Here and there an Indian appeared from quién sabe where. It was all his and yet not his.
We came up in the cool dimness of the cog-railway, and after cold douches and luncheon, enlivened with entomological discussions (that lovely wilderness is alive with invisible biting specimens), we went with Mr. Cooper to the reservoir.
We have spent the evening mostly meeting the officials of the company and playing bridge. (!) Though it was the least noblesse oblige allowed, it seemed a lot after the long, full day—on paie ses plaisirs....
However, they were all so nice and so pleased to see people from the outside world that, once in our "bridge stride," it wasn't so hard. Rieloff, who hates cards, after a while went to the piano, bursting into "Du meiner Seele schönster Traum"—following it up with the "Moonlight Sonata"; so, in the end, we found ourselves sitting in a dimly-lighted room, with Beethoven floating out on the soft Indian night—and all was well.

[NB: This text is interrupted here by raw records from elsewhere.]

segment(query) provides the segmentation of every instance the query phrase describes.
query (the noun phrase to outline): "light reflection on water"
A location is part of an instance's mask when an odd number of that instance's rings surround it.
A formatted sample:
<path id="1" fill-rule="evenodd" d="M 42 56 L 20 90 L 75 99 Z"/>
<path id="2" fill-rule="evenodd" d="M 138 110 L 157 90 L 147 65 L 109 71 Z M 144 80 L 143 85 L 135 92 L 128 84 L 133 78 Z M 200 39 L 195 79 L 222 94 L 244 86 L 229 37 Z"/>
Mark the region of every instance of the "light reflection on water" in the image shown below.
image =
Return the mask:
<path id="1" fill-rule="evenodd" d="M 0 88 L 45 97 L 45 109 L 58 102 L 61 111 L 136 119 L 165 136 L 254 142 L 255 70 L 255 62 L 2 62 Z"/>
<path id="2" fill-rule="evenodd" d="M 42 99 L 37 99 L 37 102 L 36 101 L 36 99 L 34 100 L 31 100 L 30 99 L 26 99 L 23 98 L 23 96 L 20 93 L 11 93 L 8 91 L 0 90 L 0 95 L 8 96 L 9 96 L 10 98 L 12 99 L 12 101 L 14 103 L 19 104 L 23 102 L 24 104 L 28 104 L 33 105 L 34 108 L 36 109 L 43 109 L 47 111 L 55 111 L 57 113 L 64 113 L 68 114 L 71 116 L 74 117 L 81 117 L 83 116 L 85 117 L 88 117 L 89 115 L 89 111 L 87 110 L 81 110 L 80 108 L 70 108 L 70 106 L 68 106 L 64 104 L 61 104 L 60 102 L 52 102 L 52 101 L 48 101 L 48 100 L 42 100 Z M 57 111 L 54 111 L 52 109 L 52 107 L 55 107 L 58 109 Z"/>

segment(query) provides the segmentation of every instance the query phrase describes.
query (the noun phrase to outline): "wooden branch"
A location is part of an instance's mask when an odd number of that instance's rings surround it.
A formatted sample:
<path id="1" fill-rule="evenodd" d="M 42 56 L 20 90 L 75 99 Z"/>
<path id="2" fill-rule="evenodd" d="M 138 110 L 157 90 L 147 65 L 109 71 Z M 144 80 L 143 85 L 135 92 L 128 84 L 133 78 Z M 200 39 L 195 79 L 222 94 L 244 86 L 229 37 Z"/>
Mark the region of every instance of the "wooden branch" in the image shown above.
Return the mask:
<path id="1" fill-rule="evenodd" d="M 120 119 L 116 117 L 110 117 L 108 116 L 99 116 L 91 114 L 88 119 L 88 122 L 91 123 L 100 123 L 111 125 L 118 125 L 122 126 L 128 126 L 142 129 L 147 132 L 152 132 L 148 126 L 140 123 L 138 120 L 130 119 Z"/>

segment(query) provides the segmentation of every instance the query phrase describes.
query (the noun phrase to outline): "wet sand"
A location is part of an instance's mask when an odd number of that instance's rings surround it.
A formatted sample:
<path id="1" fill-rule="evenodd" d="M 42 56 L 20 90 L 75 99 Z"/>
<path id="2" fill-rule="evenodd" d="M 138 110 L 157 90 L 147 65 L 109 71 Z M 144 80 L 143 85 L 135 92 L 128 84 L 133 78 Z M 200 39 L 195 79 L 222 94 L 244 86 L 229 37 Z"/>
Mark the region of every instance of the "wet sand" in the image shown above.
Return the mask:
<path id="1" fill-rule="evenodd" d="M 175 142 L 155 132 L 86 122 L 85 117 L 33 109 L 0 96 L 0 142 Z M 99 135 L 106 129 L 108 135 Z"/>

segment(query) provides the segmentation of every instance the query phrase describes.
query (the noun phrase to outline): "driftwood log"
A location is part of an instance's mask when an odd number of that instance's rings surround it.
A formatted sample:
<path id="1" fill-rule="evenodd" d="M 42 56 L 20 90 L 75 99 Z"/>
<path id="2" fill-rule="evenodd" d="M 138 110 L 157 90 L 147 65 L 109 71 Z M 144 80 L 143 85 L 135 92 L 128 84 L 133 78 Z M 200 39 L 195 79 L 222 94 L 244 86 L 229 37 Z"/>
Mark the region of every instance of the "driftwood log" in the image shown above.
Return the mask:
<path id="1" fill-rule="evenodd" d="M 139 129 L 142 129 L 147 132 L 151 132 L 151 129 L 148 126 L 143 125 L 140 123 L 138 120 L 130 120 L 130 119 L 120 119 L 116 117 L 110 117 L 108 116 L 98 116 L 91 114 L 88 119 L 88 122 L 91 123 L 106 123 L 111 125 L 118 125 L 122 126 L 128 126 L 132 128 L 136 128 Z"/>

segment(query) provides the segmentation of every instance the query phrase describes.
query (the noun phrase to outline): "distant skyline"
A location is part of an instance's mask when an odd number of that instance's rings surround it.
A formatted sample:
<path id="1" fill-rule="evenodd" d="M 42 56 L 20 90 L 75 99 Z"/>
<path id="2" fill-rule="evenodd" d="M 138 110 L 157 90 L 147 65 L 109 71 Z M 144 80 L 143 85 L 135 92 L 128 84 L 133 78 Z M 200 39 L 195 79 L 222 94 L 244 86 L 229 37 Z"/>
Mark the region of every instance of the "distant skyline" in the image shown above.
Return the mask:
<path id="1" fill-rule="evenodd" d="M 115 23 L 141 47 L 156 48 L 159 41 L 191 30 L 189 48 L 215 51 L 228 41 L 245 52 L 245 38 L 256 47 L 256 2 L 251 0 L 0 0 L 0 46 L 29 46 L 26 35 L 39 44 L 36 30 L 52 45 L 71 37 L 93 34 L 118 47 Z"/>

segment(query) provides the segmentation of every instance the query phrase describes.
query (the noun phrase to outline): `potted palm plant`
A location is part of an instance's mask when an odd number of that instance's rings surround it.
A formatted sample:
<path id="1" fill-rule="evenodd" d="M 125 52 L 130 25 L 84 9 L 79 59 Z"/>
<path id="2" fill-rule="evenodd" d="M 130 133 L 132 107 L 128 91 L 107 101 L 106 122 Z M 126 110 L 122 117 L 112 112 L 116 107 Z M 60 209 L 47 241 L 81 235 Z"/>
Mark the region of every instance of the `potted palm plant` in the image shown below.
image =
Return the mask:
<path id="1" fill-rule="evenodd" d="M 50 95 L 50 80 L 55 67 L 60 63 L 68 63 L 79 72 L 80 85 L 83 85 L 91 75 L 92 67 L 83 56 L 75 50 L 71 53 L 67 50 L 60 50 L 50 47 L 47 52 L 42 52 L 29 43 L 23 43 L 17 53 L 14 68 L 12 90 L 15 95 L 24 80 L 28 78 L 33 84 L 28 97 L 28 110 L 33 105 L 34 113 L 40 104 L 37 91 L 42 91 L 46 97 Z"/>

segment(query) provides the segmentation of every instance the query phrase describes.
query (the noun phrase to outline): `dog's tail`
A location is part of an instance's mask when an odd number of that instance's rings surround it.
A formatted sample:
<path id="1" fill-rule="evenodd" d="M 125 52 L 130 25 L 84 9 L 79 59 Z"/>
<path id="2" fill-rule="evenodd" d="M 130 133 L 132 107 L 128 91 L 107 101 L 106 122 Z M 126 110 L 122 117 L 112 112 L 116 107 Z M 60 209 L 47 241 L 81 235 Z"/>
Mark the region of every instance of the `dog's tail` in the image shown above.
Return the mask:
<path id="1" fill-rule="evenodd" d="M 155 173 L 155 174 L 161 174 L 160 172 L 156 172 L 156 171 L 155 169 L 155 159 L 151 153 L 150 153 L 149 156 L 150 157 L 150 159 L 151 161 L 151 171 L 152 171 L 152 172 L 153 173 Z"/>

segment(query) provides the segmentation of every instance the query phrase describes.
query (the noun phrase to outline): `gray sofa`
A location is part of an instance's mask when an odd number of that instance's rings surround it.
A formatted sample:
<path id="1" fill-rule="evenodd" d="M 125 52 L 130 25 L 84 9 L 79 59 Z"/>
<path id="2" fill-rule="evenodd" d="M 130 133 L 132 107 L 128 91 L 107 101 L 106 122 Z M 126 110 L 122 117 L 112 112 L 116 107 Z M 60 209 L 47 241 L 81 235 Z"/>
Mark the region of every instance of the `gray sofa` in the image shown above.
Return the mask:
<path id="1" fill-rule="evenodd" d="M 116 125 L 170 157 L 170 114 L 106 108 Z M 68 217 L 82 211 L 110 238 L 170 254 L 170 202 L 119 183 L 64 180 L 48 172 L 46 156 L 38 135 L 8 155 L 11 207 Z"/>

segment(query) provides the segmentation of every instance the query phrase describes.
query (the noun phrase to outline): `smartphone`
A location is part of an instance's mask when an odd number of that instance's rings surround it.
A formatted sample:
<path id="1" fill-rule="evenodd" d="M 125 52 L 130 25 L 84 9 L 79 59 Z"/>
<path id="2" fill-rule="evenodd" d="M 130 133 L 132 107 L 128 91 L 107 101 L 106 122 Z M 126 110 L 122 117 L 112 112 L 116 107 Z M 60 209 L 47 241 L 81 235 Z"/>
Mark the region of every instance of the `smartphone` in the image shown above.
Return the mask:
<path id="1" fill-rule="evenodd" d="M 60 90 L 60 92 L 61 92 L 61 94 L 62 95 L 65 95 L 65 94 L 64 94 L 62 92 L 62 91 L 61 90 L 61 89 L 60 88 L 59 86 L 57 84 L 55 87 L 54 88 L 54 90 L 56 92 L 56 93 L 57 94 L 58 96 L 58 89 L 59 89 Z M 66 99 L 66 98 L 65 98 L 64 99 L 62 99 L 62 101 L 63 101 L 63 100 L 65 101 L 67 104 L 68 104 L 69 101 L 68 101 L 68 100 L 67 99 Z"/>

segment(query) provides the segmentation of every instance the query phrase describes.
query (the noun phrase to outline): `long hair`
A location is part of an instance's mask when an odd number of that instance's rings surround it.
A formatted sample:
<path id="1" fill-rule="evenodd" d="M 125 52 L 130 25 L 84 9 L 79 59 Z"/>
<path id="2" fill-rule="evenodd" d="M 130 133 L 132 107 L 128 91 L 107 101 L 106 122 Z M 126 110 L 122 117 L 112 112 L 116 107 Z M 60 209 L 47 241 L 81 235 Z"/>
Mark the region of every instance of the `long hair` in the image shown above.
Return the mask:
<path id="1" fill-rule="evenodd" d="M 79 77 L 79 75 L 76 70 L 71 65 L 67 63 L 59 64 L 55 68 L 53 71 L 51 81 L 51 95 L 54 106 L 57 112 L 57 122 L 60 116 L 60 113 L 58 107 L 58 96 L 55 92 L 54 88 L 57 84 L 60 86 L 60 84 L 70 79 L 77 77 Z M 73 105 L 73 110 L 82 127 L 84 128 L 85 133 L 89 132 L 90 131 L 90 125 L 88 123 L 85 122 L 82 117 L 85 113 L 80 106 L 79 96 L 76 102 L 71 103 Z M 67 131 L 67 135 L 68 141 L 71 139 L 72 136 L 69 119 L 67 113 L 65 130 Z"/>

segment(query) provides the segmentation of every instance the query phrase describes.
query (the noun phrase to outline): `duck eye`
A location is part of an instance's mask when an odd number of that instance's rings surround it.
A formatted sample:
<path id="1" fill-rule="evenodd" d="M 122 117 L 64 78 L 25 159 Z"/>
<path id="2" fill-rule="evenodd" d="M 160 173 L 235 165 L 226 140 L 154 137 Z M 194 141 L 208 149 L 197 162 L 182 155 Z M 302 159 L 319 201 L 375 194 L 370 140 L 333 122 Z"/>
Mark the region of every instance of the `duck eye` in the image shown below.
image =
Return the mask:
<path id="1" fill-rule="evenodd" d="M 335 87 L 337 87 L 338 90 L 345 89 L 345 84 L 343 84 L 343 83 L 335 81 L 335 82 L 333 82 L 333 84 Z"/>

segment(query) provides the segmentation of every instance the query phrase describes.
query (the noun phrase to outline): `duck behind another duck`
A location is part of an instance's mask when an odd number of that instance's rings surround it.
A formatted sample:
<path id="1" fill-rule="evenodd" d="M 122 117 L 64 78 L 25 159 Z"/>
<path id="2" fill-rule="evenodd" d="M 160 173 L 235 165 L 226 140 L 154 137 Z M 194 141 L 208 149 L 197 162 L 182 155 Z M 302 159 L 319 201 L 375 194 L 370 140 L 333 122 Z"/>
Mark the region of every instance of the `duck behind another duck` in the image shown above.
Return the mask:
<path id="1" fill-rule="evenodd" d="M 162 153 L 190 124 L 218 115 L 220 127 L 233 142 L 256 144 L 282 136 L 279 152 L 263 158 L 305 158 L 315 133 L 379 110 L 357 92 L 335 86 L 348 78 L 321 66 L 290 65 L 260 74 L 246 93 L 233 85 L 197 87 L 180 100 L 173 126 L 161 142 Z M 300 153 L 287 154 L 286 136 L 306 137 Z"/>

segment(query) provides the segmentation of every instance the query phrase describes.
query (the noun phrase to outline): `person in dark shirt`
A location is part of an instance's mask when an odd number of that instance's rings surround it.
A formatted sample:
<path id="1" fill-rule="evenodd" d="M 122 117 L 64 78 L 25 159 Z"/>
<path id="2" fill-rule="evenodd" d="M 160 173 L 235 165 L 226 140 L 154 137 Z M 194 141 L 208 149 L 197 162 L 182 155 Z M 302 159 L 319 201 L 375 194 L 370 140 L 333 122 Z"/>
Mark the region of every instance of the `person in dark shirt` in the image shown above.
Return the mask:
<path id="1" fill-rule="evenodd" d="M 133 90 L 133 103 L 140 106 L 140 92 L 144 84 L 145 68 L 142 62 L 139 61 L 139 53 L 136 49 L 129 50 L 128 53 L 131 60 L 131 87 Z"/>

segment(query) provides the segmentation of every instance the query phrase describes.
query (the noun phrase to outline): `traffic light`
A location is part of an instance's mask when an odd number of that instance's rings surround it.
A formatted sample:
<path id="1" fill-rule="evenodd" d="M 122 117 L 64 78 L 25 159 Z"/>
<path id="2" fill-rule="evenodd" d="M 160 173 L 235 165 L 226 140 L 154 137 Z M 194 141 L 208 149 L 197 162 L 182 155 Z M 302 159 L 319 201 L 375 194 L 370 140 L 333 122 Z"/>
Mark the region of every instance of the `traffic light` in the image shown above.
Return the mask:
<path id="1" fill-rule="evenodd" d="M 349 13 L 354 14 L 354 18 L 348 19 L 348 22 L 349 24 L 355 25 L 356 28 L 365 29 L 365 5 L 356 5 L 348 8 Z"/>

I am dead with sleep, and early to-morrow we depart.
42 Calle Humboldt,
August 26th, late evening.
We were awakened at 5.30 in a dawn of such exceeding beauty that, as I stepped out into it, I was tempted to fall upon my knees rather than hurry to our little train. On one side were the hills, so veiled in splendors of filmy pearls and blues and pinks that their forms could only be imagined; on the other was an abyss of gold and rose and sapphire into which our train was to plunge.
All day long we went from glory to glory; but I got home to find that something human and dreadful had happened in my absence: Little Emma C., playing over the roof with Laurita and Elim, escaped for one unexplained second from Gabrielle—fell from it to the stone patio—her fall, for an instant, broken by a balcony railing.
I hurried to her mother's. The child is alive, but dreadfully injured, and, it is feared, for life. Nature was too beautiful at Necaxa not to exact some sort of toll from those admitted to it. I am dreadfully upset.